USACO section 2.1 Sorting a Three-Valued Sequence
IOI'96 - Day 2
Sorting is one of the most frequently performed computational tasks. Consider the special sorting problem in which the records to be sorted have at most three different key values. This happens for instance when we sort medalists of a competition according to medal value, that is, gold medalists come first, followed by silver, and bronze medalists come last.
In this task the possible key values are the integers 1, 2 and 3. The required sorting order is non-decreasing. However, sorting has to be accomplished by a sequence of exchange operations. An exchange operation, defined by two position numbers p and q, exchanges the elements in positions p and q.

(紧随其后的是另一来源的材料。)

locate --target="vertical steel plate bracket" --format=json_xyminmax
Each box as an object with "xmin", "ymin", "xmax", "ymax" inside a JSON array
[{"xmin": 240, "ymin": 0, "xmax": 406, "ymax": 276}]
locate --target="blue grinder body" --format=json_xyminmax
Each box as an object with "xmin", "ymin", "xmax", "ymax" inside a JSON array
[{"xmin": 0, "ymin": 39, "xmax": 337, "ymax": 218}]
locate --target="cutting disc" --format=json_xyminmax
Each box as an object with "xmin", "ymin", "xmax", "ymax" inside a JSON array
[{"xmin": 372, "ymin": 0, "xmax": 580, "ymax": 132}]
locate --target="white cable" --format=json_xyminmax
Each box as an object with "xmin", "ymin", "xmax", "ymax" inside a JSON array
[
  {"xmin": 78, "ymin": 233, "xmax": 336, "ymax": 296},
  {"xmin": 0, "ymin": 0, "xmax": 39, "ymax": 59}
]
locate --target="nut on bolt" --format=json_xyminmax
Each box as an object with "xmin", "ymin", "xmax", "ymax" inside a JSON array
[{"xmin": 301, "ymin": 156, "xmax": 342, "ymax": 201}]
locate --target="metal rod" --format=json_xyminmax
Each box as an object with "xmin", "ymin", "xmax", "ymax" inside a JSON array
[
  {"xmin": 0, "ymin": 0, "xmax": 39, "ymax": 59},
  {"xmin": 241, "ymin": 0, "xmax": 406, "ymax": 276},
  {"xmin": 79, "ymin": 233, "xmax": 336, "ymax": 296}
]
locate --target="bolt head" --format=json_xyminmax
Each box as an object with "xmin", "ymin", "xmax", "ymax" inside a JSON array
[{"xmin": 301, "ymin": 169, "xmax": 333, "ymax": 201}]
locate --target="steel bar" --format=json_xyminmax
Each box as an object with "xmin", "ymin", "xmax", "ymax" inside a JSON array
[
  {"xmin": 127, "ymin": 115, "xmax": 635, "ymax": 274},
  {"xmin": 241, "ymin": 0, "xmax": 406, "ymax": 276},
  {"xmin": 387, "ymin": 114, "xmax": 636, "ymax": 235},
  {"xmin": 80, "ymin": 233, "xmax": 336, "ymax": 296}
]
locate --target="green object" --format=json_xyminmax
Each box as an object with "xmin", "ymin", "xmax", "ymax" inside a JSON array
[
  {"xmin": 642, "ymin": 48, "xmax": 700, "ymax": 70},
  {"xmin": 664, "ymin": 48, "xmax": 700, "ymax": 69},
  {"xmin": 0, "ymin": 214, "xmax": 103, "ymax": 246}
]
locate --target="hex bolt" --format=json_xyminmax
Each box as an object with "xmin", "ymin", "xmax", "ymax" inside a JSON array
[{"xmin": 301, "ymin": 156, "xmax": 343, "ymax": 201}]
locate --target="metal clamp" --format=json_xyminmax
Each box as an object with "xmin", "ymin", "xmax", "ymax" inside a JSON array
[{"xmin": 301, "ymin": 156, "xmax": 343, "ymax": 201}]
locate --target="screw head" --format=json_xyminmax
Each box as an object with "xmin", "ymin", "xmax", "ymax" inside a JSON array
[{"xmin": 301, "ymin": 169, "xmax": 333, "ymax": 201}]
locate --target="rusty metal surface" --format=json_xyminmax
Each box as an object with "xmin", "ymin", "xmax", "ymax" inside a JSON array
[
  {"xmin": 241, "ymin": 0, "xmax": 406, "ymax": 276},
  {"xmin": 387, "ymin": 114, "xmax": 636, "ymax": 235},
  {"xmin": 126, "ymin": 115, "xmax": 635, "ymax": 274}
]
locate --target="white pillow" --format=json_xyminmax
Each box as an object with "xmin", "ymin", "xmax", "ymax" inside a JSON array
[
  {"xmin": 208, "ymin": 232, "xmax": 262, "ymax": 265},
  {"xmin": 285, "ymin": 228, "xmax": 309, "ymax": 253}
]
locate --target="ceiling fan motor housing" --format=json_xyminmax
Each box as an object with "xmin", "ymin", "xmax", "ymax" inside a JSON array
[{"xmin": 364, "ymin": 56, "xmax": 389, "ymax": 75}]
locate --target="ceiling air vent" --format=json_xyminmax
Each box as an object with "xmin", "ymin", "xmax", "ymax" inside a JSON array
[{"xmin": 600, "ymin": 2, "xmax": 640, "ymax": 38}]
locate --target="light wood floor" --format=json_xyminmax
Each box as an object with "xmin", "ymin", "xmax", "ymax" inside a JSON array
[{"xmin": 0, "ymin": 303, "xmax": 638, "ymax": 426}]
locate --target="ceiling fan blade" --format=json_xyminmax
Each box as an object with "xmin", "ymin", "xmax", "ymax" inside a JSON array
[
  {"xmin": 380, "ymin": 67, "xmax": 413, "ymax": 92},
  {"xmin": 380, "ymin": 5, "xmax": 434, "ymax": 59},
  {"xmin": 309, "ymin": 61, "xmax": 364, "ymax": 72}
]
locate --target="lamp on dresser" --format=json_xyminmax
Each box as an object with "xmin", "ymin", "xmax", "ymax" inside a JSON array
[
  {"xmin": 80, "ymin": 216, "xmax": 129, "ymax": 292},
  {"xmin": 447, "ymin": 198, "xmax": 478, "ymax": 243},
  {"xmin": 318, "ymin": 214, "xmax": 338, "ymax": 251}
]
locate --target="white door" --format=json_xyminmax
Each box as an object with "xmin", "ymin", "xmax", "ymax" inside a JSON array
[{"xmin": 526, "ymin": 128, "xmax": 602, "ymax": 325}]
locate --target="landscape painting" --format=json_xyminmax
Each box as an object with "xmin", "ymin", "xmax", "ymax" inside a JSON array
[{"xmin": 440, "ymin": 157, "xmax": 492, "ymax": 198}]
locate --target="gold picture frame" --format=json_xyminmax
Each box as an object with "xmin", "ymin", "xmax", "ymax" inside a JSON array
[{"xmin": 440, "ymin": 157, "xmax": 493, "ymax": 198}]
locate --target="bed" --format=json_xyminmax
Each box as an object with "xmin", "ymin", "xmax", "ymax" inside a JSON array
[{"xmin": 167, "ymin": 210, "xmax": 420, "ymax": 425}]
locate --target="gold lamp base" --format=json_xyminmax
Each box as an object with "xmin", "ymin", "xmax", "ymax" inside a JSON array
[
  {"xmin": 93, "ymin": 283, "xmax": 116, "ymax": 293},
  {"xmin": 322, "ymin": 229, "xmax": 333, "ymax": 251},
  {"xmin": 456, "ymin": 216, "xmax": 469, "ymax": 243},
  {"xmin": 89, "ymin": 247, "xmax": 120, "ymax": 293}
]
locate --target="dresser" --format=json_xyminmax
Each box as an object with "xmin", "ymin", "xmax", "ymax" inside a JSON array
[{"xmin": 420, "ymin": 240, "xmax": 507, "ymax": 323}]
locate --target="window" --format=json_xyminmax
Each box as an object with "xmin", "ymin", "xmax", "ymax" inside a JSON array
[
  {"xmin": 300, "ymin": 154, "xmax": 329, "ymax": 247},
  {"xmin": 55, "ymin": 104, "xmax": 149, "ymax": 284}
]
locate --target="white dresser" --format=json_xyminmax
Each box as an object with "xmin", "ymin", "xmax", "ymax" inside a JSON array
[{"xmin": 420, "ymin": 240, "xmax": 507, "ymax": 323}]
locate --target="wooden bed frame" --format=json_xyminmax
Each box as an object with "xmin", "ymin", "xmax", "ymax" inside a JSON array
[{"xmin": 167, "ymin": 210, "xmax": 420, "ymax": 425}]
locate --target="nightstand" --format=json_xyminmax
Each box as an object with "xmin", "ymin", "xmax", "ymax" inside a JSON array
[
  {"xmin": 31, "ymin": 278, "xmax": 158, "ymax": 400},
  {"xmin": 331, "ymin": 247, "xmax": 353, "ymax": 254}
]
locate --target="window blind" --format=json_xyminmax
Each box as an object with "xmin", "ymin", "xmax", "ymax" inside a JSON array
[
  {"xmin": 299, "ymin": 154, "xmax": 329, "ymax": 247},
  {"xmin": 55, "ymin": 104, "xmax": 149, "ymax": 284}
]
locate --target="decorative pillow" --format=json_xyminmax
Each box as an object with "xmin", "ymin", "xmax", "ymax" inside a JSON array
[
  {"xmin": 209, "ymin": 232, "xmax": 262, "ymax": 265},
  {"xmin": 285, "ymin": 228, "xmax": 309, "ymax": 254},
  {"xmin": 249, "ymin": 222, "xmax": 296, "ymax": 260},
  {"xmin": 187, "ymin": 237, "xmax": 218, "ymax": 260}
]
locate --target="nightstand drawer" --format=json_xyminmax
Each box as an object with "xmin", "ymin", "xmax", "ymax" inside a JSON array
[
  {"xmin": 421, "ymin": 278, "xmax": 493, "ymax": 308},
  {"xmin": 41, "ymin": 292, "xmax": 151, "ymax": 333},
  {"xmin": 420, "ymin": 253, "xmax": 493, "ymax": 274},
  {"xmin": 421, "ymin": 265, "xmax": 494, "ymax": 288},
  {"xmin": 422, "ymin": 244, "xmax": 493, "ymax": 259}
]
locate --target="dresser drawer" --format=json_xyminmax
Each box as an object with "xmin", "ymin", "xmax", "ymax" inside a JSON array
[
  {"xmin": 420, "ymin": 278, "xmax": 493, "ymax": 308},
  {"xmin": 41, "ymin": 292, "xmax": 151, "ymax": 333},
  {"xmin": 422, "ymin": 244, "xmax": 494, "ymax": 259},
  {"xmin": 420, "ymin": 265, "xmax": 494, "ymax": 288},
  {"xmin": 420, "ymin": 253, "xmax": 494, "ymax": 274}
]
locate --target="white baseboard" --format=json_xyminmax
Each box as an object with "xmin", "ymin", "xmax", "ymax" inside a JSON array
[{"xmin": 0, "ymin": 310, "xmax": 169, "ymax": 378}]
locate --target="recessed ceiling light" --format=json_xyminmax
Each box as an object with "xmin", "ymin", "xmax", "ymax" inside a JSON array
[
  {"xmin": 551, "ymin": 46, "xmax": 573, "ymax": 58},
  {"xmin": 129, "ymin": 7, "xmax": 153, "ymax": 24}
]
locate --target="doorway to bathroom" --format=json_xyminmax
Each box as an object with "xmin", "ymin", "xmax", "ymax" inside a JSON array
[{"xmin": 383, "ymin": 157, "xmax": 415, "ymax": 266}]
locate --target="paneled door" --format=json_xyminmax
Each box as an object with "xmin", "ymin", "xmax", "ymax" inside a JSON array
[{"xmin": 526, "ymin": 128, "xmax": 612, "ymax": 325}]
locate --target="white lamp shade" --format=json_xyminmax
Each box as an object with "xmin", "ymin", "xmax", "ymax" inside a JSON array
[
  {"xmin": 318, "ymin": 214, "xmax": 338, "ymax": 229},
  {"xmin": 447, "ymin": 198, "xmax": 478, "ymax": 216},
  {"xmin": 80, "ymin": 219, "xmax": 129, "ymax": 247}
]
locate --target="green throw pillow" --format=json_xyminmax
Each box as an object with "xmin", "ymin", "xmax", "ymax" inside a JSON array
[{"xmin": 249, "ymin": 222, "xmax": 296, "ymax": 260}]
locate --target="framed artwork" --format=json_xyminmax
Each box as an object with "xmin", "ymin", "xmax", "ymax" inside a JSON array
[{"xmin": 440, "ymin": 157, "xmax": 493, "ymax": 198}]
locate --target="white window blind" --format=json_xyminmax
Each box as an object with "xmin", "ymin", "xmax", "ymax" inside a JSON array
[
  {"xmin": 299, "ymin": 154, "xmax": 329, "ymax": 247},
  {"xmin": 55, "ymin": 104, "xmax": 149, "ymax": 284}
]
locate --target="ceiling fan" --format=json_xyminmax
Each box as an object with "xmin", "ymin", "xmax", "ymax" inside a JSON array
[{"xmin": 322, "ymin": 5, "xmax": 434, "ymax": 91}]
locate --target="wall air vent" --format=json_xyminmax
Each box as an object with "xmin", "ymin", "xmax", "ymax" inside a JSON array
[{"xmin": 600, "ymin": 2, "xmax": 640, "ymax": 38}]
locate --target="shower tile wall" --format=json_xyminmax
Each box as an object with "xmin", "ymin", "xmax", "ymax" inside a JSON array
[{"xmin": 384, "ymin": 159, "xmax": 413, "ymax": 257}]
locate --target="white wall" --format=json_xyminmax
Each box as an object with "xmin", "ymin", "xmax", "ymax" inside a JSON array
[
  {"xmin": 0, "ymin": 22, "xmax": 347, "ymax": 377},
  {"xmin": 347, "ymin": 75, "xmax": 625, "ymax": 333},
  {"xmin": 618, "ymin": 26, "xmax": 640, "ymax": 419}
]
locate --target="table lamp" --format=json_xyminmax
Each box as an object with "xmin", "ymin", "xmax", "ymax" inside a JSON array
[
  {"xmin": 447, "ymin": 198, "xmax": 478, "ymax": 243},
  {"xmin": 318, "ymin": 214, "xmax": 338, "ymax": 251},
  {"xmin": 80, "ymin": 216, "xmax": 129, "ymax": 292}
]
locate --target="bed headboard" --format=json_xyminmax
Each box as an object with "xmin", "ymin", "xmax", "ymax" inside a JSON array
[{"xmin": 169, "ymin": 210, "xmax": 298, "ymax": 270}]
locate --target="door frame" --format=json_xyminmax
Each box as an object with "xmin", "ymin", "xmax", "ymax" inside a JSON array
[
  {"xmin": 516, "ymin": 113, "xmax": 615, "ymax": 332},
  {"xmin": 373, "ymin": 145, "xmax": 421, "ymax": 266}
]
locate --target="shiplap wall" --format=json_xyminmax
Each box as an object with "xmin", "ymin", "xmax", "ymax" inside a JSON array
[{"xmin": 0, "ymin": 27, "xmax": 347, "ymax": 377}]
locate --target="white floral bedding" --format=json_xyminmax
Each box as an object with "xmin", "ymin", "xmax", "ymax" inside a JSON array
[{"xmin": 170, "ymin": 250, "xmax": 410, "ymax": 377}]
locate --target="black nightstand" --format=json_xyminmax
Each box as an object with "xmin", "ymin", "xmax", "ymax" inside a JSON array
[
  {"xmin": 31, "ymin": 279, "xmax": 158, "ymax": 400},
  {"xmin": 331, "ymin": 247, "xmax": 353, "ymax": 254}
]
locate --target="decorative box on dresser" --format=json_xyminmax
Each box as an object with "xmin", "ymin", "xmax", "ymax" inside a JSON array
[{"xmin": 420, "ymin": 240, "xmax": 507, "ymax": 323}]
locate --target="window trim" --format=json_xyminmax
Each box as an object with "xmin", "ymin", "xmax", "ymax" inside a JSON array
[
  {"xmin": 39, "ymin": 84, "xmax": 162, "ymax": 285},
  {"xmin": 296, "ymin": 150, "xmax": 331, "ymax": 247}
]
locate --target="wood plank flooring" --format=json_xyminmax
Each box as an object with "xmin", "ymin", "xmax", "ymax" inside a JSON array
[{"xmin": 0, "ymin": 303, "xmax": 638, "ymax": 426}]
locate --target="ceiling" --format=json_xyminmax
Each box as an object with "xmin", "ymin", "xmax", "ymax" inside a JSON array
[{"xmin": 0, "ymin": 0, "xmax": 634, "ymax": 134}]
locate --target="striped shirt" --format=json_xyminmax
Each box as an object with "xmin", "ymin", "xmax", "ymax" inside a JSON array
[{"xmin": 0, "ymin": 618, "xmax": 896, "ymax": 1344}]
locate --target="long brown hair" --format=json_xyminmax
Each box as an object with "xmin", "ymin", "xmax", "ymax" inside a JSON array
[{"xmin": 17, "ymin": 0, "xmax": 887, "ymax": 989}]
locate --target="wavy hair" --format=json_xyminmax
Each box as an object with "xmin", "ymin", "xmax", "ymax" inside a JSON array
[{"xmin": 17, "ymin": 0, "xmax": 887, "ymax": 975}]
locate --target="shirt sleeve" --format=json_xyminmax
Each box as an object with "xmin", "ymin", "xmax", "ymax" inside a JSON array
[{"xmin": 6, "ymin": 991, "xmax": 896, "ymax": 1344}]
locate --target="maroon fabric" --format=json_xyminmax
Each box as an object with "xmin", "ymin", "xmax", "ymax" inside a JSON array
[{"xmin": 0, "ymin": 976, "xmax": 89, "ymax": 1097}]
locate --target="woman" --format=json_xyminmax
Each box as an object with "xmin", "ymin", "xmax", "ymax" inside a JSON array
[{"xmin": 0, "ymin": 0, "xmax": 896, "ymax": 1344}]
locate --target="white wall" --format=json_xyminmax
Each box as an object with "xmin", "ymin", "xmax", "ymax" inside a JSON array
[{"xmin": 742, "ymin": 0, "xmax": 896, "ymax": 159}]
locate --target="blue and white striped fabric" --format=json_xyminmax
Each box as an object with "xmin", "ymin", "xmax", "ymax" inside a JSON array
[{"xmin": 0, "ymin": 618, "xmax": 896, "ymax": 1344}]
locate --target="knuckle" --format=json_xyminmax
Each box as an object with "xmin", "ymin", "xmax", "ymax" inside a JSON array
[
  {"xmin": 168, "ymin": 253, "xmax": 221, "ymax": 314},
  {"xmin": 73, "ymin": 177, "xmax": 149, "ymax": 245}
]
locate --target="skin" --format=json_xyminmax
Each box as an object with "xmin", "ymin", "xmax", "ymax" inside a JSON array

You are given a sequence of key values. Write a program that computes the minimal number of exchange operations that are necessary to make the sequence sorted.
PROGRAM NAME: sort3
INPUT FORMAT
| Line 1: | N (1 <= N <= 1000), the number of records to be sorted |
| Lines 2-N+1: | A single integer from the set {1, 2, 3} |
SAMPLE INPUT (file sort3.in)
9 2 2 1 3 3 3 2 3 1
OUTPUT FORMAT
A single line containing the number of exchanges required
SAMPLE OUTPUT (file sort3.out)
4
这题A的很冤,整整交了四次,是目前为止交的次数最多的了
解题思路:因为只有1,2,3,所以只要记录s存1,2,3所出现的次数,把其分为1,2,3三个区间,然后遍历1的区间,找到非1 的数,然后遍历这个数的区间去找1
若没有,则把任意一个非此区间的数与之交换。当1区间均为1时,只要在遍历2 的区间找到非2 的数的个数于前面的交换次数相加即为答案
/*
ID:nealgav1
PROG:sort3
LANG:C++
*/
#include<cstdio>
#include<cstring>
#include<algorithm>
#define N 1005
using namespace std;
int f[N];
int s[4];
void swapp(int&a,int &b)
{int z;
z=a;a=b;b=z;
}
int qqsort(int n)
{
int l=0,mid=s[1]+1,r=s[1]+s[2]+1;
int i,j,ans=0;
while(1)
{
for(i=l+1;i<=s[1];i++)
{
if(f[i]!=1)break;l++;
}
if(l==s[1])break;
if(f[i]==2)
{ bool flag=0,ff=1;
for(j=mid;j<=s[1]+s[2];j++)
{
if(f[j]!=2&&ff)mid=j,ff=0;
if(f[j]==1){swapp(f[j],f[i]),ans++;flag=1;break;}
}
if(!flag)
for(j=mid;j<=s[1]+s[2];j++)
if(f[j]==3){swapp(f[j],f[i]),ans++;break;}
}
else
{
bool sss=0,ss=1;
for(j=r;j<=n;j++)
{if(f[j]!=3&&ss)
{ r=j;ss=0;}
if(f[j]==1)
{swapp(f[j],f[i]),ans++;sss=1;break;}
}
if(!sss)
for(j=r;j<=n;j++)
if(f[j]==2){swapp(f[j],f[i]);ans++;break;}
}
}
for(i=s[1]+1;i<=s[2]+s[1];i++)
if(f[i]==3)ans++;
return ans;
}
int main()
{
int n;
freopen("sort3.in","r",stdin);
freopen("sort3.out","w",stdout);
scanf("%d",&n);
s[1]=s[2]=s[3]=0;
for(int i=1;i<=n;i++)
{
scanf("%d",&f[i]);s[f[i]]++;
}
printf("%d\n",qqsort(n));
}
Russ Cox
We read the input into an array, and sort a copy of it in another array, so we know what we have and what we want.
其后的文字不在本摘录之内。